In the early 1920s, the camp became the training depot for the RUC and Ulster Special Constabulary. In January 1921, the evangelist Captain Gipsy Pat Smith, who had served in the Great War, addressed over 400 men at the YMCA Hut in the camp. Throughout the 1920s, the camp was used for annual shooting competitions by the police and for sporting events.

In August 1921, a fatal incident occurred when three Specials were returning to camp from Ballygowan in a private car. On approaching the North Gate, the car slowed but one of the camp guards fired a shot which struck Special Constable Thomas Reid (27) in the chest. Although he was treated by medical staff at the camp, Thomas died on 31st July at the Royal Victoria Hospital.

In May 1922, Sergeant William Lamont lost his life in another accident at Newtownards Camp. His wife, Martha (33) died at their home in Fourth Street on 5th May 1922. The news was relayed to the guardhouse the following morning. When Sergeant Blythe called at Sergeant Lamont’s cubicle in Hut 15 to deliver the news, he noticed a strong smell of gas and discovered William lying prone. Sergeant Blythe, CSM Cherry and Sergeant Barnes (RAMC) attempted artificial respiration to no avail. Dr Jamison, the camp’s Medical Officer, gave evidence at the Coroner’s Enquiry that William had died of asphyxia caused by gas poisoning. William and Martha Lamont are buried in Belfast City Cemetery Glenalina Extension.

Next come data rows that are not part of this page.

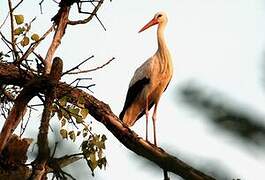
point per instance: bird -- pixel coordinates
(149, 81)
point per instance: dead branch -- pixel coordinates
(86, 20)
(77, 66)
(33, 46)
(102, 113)
(14, 50)
(39, 165)
(63, 14)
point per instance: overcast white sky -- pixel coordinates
(219, 43)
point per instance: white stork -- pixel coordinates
(150, 80)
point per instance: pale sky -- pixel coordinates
(218, 43)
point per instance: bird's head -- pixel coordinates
(159, 18)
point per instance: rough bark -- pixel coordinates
(9, 74)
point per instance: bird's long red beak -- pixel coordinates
(149, 24)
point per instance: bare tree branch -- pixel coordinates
(15, 54)
(102, 113)
(94, 69)
(33, 46)
(86, 20)
(39, 167)
(77, 66)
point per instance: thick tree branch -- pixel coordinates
(62, 14)
(102, 113)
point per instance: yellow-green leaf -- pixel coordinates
(63, 101)
(63, 133)
(19, 19)
(81, 101)
(93, 160)
(84, 113)
(63, 122)
(25, 41)
(72, 135)
(35, 37)
(79, 119)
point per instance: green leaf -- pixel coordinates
(84, 113)
(59, 114)
(102, 162)
(63, 101)
(100, 153)
(19, 19)
(93, 161)
(81, 101)
(78, 133)
(25, 41)
(79, 119)
(72, 135)
(63, 133)
(63, 122)
(35, 37)
(18, 31)
(103, 137)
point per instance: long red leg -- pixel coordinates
(146, 115)
(154, 123)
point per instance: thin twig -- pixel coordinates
(86, 20)
(4, 21)
(14, 50)
(33, 46)
(77, 66)
(40, 4)
(94, 69)
(17, 5)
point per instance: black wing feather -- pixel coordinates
(132, 93)
(150, 106)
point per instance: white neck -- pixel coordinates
(162, 52)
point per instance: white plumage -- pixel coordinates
(150, 80)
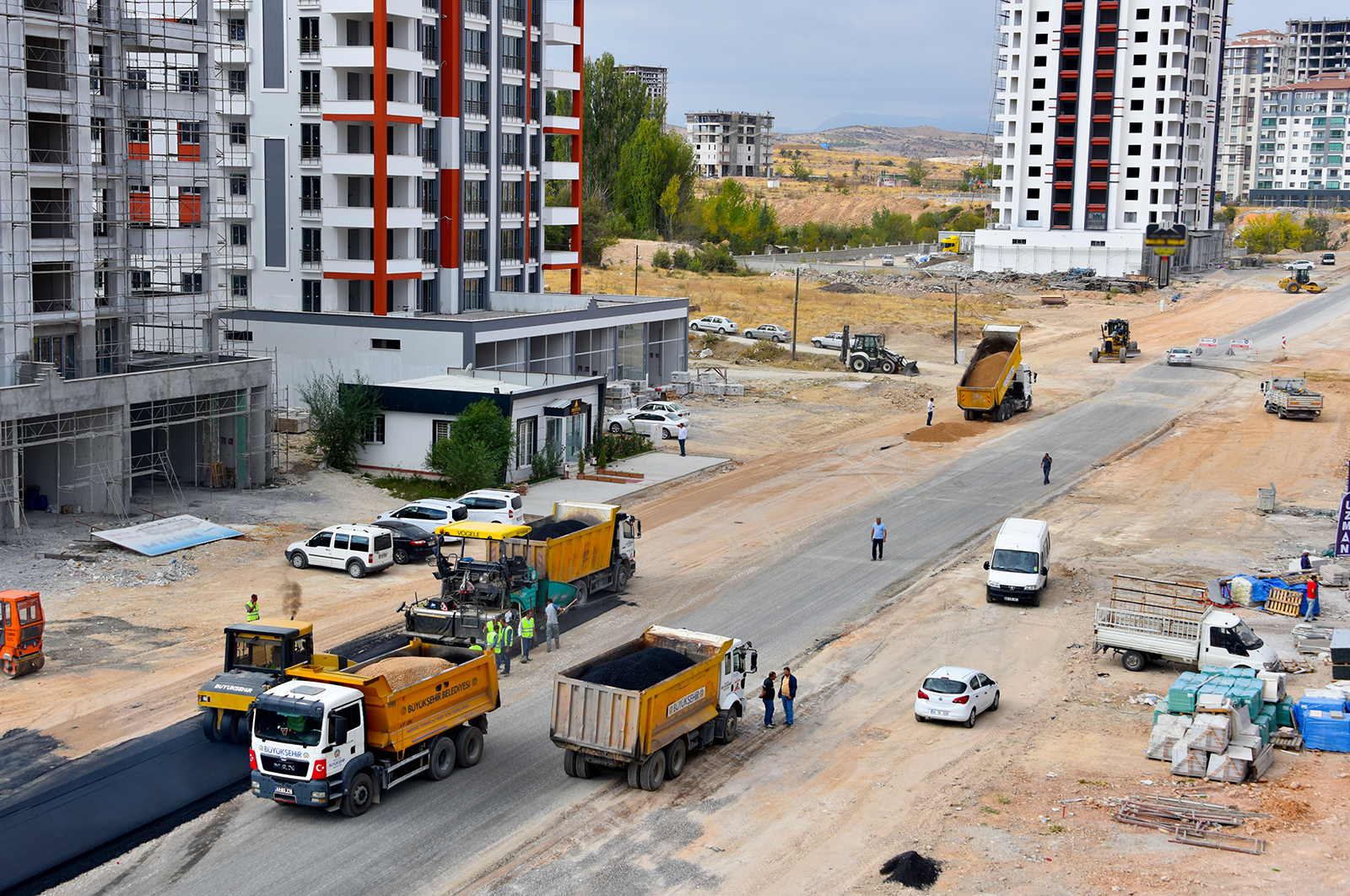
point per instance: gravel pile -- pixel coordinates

Whilst the camp continued to be used for shooting competitions and for training purposes by the British Army (e.g., 300 men of the London Irish Rifles were quartered at the camp in July 1931 before moving to Victoria Barracks, Belfast), the numbers of men stationed in the camp declined. In March 1926, the Minister of Home Affairs made a statement about the camp in response to a written question from Major David Graham Shillington, MP for Armagh. The Minister reported that the camp was held on a yearly lease from the War Department at a cost of £1,080 p.a. and that 145 men, including twenty Special Constables, were quartered at the camp. The lease could be cancelled by either side at six months’ notice.

Following the creation of the airfield at Newtownards in the mid-1930s and the outbreak of the Second World War, the camp returned to military duty … but that is another story.